A new extension lets you relive the internet before ChatGPT – qz.com

Image via Tega Brain
Try as you might, you can’t rewind the last three years of AI hype — but you can make your browser behave like none of it ever happened.
Picture a normal search spiral on today’s internet. You type in a question and get a wall of answers that all sound like the same overachieving intern: peppy, polished, a little too eager to summarize “everything you need to know.” Now, imagine flipping a switch and watching all of that fall through the floor. The present vanishes. Up pop old blog posts with bad fonts, worse grammar, and strong opinions. Forum threads run for pages and pages. Somebody in 2018 is still furious about the exact printer error you just saw.
That switch is called Slop Evader. It's a Chrome and Firefox extension built by artist and engineer Tega Brain that tells Google to ignore anything published after November 30, 2022, the day ChatGPT went public. Now, you can search as usual, and your results will quietly time-shift to the pre-bot era, when answers came from bloggers, forum mods, and Very Serious Reddit threads, not a language model that learned to write “shed light on” in 175 billion different ways.
The “No, thanks” button, pitched on Brain’s site as a “browser extension for avoiding AI slop,” is intended to “[push] back against false narratives of progress” and borrows from the so-called dead internet theory — the worry that the modern web is more bot colony than public square. Slop Evader leans on the Google Search API’s date filters, quietly appending a cutoff to your URL so everything that surfaces predates the generative-AI gold rush. It also offers one-click filters for sites such as Reddit, Quora, Pinterest, and YouTube, giving you a pre-GPT view into the places where people used to actually ask questions and swap fixes.
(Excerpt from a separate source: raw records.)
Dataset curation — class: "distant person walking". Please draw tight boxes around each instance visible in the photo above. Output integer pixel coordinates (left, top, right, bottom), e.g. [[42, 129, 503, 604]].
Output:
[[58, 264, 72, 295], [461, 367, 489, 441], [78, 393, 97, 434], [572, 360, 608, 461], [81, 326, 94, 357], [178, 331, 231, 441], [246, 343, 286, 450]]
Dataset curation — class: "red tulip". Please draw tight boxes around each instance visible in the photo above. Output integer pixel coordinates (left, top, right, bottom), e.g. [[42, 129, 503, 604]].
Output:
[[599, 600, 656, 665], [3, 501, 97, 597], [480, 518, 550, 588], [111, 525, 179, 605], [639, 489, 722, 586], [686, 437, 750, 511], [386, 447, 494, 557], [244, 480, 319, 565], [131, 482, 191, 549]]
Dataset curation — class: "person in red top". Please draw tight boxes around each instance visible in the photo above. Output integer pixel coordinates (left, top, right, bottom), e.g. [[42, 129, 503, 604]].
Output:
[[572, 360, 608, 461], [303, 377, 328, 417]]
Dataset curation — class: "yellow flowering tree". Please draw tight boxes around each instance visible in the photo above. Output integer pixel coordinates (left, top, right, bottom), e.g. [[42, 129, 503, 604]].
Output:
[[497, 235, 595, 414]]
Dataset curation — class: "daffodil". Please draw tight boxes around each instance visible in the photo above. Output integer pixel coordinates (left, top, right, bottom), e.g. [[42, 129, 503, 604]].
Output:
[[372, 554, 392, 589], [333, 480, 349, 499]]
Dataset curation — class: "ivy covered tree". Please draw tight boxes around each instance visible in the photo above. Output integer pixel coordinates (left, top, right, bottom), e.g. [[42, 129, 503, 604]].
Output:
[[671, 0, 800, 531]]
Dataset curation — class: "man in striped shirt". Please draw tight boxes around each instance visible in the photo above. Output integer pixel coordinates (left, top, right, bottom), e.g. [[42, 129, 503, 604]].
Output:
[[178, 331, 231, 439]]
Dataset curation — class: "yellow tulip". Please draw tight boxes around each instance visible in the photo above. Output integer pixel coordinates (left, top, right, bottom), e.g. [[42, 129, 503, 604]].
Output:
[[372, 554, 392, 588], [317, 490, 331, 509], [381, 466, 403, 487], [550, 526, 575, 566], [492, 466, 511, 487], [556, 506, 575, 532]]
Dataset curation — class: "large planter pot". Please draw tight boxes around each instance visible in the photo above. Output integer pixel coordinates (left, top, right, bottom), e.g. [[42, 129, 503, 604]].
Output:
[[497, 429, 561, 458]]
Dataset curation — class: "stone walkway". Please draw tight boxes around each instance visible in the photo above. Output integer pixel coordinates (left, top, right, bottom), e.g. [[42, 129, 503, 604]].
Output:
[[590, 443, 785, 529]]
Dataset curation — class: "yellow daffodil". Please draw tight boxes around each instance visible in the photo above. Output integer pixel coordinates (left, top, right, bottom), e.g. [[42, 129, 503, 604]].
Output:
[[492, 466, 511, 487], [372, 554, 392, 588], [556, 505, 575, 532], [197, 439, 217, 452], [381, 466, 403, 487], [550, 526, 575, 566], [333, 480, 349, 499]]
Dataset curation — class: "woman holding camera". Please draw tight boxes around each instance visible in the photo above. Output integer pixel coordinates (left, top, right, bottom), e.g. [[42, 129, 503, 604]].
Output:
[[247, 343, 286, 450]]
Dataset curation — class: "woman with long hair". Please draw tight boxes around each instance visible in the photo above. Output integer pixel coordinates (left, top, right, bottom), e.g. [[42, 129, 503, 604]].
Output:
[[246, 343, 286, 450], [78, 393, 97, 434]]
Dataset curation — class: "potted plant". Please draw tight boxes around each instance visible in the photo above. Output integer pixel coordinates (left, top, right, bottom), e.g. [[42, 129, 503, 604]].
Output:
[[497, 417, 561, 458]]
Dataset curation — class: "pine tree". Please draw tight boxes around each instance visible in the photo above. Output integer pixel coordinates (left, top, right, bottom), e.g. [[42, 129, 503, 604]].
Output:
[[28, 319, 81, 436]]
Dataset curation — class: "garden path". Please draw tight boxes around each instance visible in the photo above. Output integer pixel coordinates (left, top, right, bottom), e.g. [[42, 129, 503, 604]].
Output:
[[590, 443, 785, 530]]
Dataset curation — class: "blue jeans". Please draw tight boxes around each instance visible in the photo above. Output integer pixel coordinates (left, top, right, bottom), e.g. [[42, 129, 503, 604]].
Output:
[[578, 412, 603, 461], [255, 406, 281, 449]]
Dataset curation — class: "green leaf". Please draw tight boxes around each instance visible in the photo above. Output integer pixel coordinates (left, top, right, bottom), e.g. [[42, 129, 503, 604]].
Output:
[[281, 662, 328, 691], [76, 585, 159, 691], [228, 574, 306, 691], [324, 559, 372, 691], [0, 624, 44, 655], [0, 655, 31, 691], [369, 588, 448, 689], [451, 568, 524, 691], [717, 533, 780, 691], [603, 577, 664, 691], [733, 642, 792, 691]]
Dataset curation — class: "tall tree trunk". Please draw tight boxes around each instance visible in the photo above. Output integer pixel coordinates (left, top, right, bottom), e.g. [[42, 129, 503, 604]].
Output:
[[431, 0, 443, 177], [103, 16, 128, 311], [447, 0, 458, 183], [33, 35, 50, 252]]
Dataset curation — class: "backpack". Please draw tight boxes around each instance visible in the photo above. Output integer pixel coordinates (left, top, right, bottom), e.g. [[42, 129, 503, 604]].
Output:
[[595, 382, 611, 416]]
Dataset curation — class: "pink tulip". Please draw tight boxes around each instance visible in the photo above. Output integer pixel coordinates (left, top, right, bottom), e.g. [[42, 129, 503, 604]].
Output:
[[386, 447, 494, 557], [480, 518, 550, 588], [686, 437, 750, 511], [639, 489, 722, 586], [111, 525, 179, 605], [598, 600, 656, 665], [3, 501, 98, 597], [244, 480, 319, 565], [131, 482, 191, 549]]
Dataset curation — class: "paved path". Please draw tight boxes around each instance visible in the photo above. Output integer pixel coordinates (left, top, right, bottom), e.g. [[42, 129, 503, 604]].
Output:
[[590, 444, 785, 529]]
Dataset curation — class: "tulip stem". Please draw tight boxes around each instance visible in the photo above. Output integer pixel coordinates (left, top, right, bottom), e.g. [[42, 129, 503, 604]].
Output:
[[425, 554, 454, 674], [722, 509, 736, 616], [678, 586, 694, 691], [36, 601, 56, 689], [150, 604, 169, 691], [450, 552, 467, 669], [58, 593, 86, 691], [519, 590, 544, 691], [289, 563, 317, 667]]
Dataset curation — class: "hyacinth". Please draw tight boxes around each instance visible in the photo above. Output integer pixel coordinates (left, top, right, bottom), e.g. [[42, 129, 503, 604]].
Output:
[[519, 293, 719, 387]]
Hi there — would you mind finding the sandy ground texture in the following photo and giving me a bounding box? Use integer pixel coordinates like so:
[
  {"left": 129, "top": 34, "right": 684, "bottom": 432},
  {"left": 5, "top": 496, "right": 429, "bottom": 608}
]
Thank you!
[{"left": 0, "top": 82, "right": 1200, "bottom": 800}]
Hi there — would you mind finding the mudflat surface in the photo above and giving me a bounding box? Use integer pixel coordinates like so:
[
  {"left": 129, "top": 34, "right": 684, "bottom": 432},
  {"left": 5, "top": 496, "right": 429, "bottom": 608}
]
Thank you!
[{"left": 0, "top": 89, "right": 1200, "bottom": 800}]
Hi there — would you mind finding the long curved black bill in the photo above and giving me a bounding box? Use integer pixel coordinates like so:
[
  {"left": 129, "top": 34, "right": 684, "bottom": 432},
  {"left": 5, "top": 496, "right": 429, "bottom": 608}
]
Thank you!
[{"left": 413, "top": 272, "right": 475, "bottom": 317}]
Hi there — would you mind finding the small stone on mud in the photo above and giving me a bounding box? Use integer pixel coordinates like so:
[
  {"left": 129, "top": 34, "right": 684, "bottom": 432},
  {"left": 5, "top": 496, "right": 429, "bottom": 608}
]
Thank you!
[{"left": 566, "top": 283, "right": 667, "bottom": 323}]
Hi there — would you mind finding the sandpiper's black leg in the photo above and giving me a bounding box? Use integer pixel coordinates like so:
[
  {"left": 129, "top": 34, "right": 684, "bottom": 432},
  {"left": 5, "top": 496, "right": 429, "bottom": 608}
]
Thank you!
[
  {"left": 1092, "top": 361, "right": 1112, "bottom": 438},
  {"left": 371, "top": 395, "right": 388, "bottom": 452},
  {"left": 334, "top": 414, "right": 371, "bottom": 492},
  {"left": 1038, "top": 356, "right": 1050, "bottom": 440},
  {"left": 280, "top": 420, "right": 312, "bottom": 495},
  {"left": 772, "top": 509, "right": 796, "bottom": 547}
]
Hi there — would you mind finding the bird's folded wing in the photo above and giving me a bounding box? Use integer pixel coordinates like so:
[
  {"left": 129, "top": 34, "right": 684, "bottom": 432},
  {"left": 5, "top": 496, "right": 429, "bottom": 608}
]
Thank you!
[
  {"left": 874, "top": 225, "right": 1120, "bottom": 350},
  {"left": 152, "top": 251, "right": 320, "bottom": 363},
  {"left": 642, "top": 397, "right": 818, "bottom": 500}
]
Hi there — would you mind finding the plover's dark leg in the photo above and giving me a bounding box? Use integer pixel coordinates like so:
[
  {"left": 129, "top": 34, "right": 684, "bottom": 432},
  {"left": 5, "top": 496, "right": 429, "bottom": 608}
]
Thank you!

What you get instead is a kind of frozen snapshot of the human-written web. You see more missing commas and fewer bullet-point pep talks. You land on sites that never learned the phrase “thought leadership.” You spend hours scrolling on a blog with rant-y posts full of broken image embeds. Headlines are messy. Jokes are weird. You can hear unique voices in the language again. Reddit posts read like actual people typing at midnight, not bots trying very hard to sound helpful. The internet might feel less like a product catalog and more like opening a junk drawer that somehow contains the answer anyway.
In today’s internet, whole corners of the web now read like they were ghostwritten by a robotic hand. Slop Evader is for people who would rather Google like it’s 2020, even if that means no fresh explainers, no breaking news, and definitely no articles about Slop Evader itself.
And if you’re running Slop Evader the way it’s meant to be used, you’ll never even see this story.